Schizodactylus monstrosus or the maize cricket, is a species of large, robust cricket found in Asia, belonging to the family Schizodactylidae. It is found mainly in sandy habitats along rivers, and has large flattened tarsal extensions and wings that are curled at the tip, right above the cerci. They are nocturnal and show a high degree of variation in activity during the day and night. They hide in burrows that they dig on their own during the day.

== Description ==
S. monstrosus adults are approximately 4 cm long, with the coloration being typical of that of a nocturnal or burrowing insect, an overall light yellow with black sections on the back and a lighter green on the belly. They have long, filiform antennae extending longer than their body, with the scape being white with a black dot and the rest of the antennae brown. The wings of S. monstrosus are longer than the body and spiral up at the ends, over the cerci, when at rest. The labrum is large and covers the mandibles. The cerci are white, flexible and have many sensory hairs. Some instars of S. monstrosus have darker bodies than the adults but are overall very similar in shape and color.

== Habitat ==
The preferred habitat of S. monstrosus is along the sandy banks of rivers, including the Indus and Damodar River in Pakistan, along with India, Ceylon (now known as Sri Lanka), and Myanmar. It had been observed that S. monstrosus use their strong mandibles to aid in digging and use the spurs of their hind tibia to move sand out of the way as they dig. They are known to make burrows in soil that is very humid and will dig deeper until they find their desired moisture content, humidity of 88.5-98.5% was found to be the most common for a burrow in one study. Burrows are occupied by either a single male or single female. Burrows are most often plugged with sand after they are completed in both adults and nymphs, although a few rare open burrows have been found that there is yet to be an explanation for. As the insect matures and reaches a new instar, they dig a wider, deeper and longer burrow with the diameter ranging between 1/4 to 1 1/4 inches. Adults often go up to two feet below the surface where as nymphs remain in the top layer of sand.

== Diet ==
It has been noted that a closely related species S. inexspectatus is carnivorous and this species is also expected to be carnivorous. T B Fletcher declared that an individual in captivity did not feed on any vegetable matter. They are known to be cannibalistic in captivity as adults as well as nymphs. Older nymphs have been found to eat younger nymphs and adult females have been found to eat adult males and vice versa. S. monstrosus that become injured or lose limbs and are unable to escape from other S. monstrosus often quickly become a meal. In its natural habitat, S. monstrosus appears to feed mostly on ground beetles, grasshoppers and crickets. It was also observed that S. monstrosus would often attack prey if it came in or near its burrow, making an easy meal. In the lab, S. monstrosus ate raw meat and fish but showed more interest in living beetles. It attacks prey quickly, latches on using its strong mandibles, and immediately starts chewing it using its well developed molars.

== Life cycle ==
The mating of S. monstrosus is short as they are compromised while mating and are susceptible to an attack by another member of their species, being that they are carnivorous.
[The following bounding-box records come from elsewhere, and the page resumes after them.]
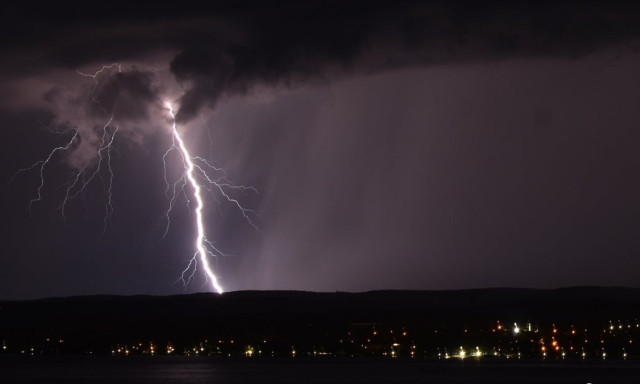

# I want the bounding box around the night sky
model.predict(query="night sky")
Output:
[0,1,640,299]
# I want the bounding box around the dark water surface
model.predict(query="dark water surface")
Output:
[0,356,640,384]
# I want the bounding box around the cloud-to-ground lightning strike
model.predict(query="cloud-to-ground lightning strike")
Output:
[14,64,257,293]
[163,103,257,293]
[167,104,223,293]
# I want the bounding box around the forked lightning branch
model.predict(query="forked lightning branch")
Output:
[16,64,257,293]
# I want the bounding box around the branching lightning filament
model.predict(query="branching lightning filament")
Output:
[12,63,257,293]
[163,104,256,293]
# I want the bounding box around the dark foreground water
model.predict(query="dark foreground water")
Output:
[0,356,640,384]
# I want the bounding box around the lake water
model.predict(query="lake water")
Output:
[0,356,640,384]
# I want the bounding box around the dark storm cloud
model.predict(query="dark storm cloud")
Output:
[2,1,640,121]
[0,0,640,298]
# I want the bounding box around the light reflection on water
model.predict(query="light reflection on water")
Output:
[0,356,640,384]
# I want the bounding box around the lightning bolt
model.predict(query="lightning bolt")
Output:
[11,63,258,293]
[164,104,238,293]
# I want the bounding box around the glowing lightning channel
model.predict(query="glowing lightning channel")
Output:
[167,104,224,293]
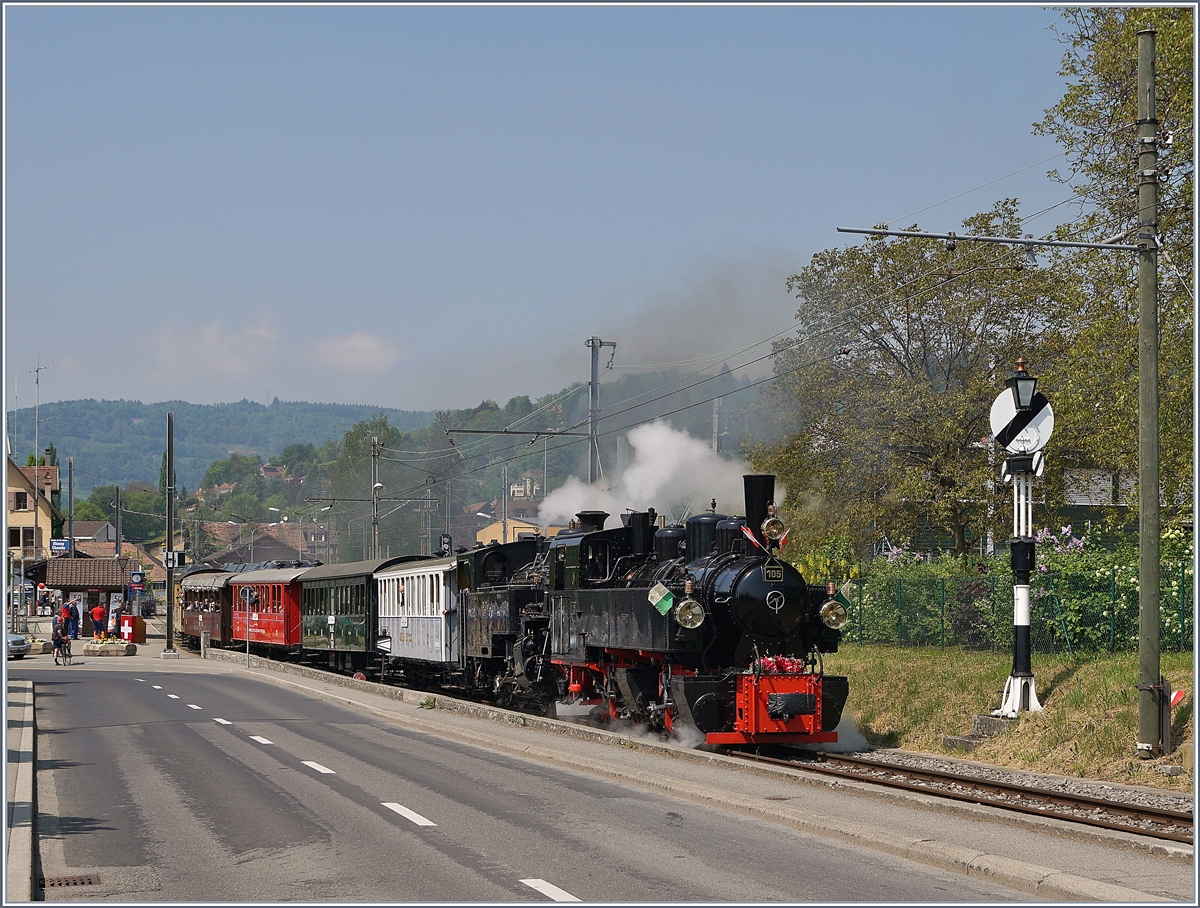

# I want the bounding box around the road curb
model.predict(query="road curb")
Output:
[196,650,1171,902]
[5,680,37,903]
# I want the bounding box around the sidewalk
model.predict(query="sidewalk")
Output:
[10,619,1194,902]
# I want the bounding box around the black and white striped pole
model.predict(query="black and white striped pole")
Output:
[991,359,1054,718]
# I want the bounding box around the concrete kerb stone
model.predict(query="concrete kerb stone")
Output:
[194,650,1170,902]
[5,680,37,902]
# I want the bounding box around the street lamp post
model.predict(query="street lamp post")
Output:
[990,357,1054,718]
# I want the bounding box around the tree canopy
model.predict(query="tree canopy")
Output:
[752,7,1194,554]
[758,200,1058,554]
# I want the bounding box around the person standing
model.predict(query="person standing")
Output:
[91,602,108,641]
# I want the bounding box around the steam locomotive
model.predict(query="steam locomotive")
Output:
[179,475,848,745]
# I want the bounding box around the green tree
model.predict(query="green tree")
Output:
[1034,6,1195,511]
[752,200,1060,555]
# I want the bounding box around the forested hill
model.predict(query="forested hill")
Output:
[8,398,433,500]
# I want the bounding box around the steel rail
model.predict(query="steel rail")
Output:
[730,751,1193,844]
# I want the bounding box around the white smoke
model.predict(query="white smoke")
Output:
[539,420,768,527]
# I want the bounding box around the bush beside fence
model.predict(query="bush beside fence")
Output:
[835,561,1194,653]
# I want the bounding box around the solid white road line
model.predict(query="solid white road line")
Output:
[383,801,437,826]
[521,879,580,902]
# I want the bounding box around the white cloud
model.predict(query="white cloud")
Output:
[305,331,404,374]
[151,317,280,376]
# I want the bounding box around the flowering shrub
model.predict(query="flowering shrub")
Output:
[806,525,1194,653]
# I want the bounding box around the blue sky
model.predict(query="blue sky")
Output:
[4,5,1072,409]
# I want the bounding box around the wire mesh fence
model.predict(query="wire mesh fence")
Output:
[835,561,1195,653]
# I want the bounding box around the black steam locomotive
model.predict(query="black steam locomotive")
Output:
[178,475,848,745]
[460,475,848,744]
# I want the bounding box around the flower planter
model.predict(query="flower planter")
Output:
[83,643,138,656]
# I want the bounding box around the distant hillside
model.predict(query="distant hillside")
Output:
[7,398,433,500]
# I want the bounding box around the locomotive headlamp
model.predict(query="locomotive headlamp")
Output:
[676,599,704,631]
[817,599,850,631]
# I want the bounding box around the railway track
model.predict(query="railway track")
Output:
[732,752,1193,844]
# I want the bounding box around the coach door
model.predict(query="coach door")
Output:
[438,565,458,662]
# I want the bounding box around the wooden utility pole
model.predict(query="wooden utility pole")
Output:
[162,413,176,659]
[1135,29,1163,759]
[587,336,617,486]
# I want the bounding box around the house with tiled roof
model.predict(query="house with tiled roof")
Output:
[6,457,62,561]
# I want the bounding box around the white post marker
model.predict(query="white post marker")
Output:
[990,381,1054,718]
[521,879,580,902]
[383,801,437,826]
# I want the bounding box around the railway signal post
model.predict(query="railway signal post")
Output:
[991,359,1054,718]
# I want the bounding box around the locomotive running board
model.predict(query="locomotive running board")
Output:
[704,732,838,744]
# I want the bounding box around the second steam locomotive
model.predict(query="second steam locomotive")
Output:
[179,475,848,745]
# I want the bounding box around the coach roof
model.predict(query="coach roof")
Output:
[296,555,417,583]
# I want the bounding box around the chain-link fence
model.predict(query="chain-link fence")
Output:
[835,561,1194,653]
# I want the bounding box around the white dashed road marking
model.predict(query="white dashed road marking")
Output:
[521,879,580,902]
[383,801,437,826]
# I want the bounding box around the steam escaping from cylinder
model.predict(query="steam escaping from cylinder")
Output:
[539,420,782,528]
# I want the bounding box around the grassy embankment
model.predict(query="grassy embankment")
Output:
[824,644,1194,792]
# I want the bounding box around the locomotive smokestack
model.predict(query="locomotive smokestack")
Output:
[575,511,608,533]
[742,473,775,548]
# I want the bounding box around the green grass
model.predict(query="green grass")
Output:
[824,644,1193,792]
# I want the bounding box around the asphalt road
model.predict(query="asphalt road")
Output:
[10,663,1030,902]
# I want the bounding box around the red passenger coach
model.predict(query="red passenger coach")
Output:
[229,567,310,648]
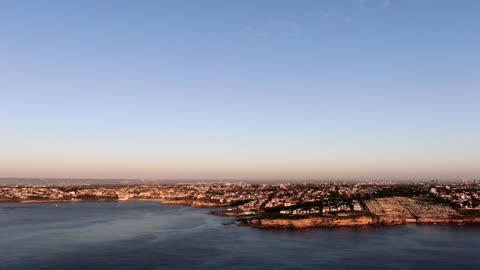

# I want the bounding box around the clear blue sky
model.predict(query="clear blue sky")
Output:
[0,0,480,179]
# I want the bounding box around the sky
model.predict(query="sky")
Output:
[0,0,480,180]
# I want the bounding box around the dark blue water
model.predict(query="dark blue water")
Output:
[0,202,480,269]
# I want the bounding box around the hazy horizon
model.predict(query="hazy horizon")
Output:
[0,0,480,181]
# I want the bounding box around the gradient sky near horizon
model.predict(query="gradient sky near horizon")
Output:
[0,0,480,180]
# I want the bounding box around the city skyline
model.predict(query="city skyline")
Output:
[0,0,480,180]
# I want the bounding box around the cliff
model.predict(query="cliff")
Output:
[248,216,378,229]
[246,215,480,229]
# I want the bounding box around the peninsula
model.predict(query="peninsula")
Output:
[0,180,480,229]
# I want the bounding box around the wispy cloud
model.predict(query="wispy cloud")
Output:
[240,21,302,41]
[240,26,265,41]
[383,0,393,9]
[263,21,302,36]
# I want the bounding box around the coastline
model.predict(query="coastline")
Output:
[5,199,480,230]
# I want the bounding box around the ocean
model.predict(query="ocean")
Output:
[0,202,480,270]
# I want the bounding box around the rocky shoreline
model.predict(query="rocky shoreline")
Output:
[243,215,480,229]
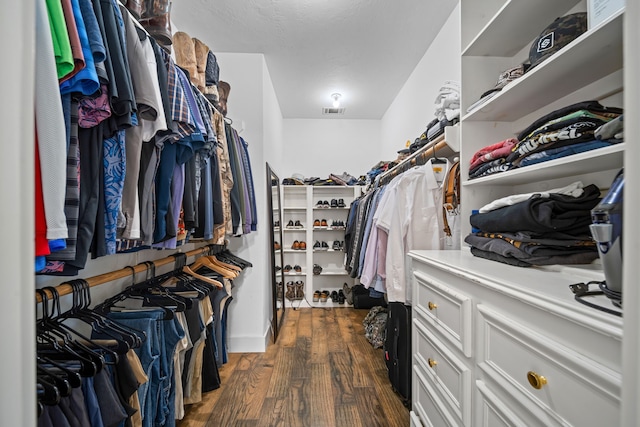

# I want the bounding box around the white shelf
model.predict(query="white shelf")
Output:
[462,143,625,187]
[462,11,624,122]
[462,0,580,56]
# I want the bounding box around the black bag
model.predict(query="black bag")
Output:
[384,302,412,408]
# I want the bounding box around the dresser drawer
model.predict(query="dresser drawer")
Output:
[411,365,463,427]
[413,318,472,425]
[476,304,621,426]
[413,271,472,357]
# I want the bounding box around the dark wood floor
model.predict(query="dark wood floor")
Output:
[178,308,409,427]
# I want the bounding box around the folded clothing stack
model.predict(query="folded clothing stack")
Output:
[469,101,623,179]
[465,183,600,267]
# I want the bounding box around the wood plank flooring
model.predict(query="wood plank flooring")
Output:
[177,308,409,427]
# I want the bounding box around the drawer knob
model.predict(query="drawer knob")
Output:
[527,371,547,390]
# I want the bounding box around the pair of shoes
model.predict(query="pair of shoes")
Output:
[313,264,322,276]
[331,199,346,208]
[313,219,327,227]
[319,291,329,302]
[291,240,307,251]
[313,240,329,251]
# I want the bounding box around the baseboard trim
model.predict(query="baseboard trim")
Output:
[228,326,271,353]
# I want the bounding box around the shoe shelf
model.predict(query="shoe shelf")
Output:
[281,186,363,308]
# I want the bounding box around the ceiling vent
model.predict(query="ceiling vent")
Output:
[322,107,344,115]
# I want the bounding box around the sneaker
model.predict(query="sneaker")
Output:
[320,291,329,302]
[313,264,322,276]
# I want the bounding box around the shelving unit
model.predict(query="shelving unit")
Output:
[411,0,638,426]
[281,185,362,307]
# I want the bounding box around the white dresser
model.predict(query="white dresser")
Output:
[409,249,622,427]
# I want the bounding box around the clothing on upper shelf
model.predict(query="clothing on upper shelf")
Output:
[469,101,623,179]
[345,159,460,303]
[35,0,257,275]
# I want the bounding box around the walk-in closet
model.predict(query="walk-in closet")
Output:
[0,0,640,427]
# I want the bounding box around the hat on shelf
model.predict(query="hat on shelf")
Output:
[529,12,587,68]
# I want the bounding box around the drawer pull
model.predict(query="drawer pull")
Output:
[527,371,547,390]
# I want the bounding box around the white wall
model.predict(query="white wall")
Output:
[277,119,380,178]
[378,4,461,160]
[0,1,36,426]
[216,53,275,352]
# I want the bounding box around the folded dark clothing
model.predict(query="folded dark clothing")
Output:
[476,231,596,247]
[470,184,600,236]
[471,247,598,267]
[518,101,622,141]
[471,247,533,267]
[464,234,598,258]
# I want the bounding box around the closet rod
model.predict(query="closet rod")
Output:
[36,245,223,302]
[375,134,449,185]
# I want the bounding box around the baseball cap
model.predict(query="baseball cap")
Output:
[529,12,587,68]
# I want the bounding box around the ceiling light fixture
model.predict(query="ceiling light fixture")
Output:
[331,93,342,108]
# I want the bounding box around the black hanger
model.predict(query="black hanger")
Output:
[431,144,447,164]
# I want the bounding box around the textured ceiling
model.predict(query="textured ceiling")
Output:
[171,0,457,119]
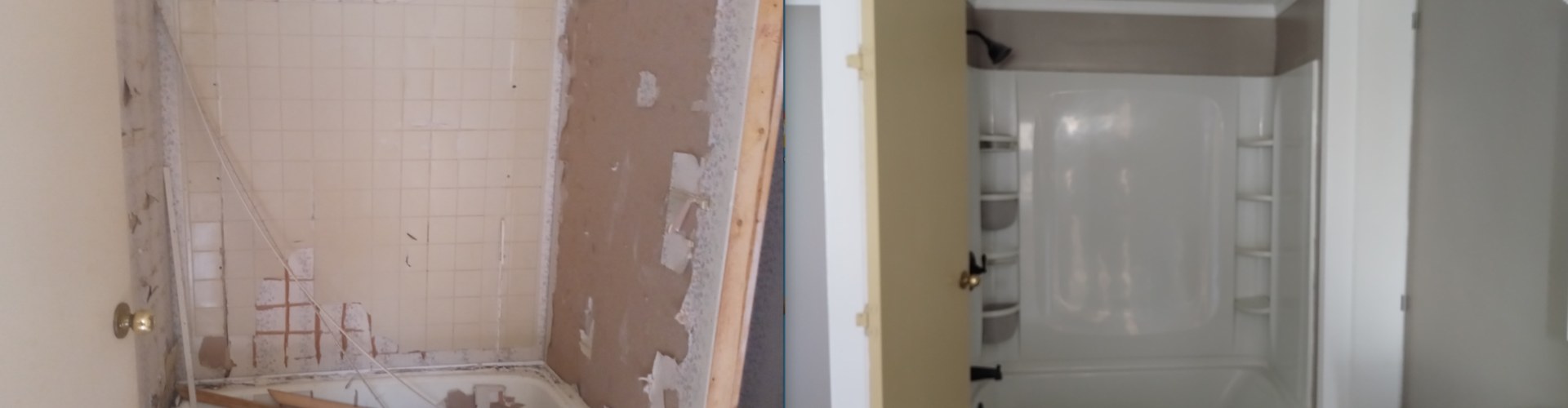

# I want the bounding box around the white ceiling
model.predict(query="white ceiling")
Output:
[972,0,1295,19]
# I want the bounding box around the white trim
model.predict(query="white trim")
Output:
[1275,0,1297,12]
[973,0,1283,19]
[1317,0,1416,408]
[818,0,872,408]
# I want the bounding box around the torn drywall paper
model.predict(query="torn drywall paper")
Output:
[658,231,696,273]
[637,71,658,109]
[577,298,593,357]
[638,353,685,408]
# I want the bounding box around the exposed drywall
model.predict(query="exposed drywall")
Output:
[970,10,1275,75]
[114,0,179,406]
[1403,0,1568,408]
[1275,0,1323,73]
[546,0,755,408]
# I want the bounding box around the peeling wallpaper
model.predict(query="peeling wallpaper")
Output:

The life cycle of S. monstrosus includes 9 instars and takes roughly one year to complete. Eggs are laid at the bottom of the females burrow at an average depth of 14.05 cm and on average 23.10 eggs were laid. The females lay eggs where a newly hatched nymph can access food easily.

== Physiology ==
The overall amount of free haemocyte within S. monstrosus has been found to decrease as they age, possibly thought to trigger senescence due to the creation of abnormalities within the insect.

== Culture ==
These crickets are a favourite food for many tribes in Arunachal Pradesh.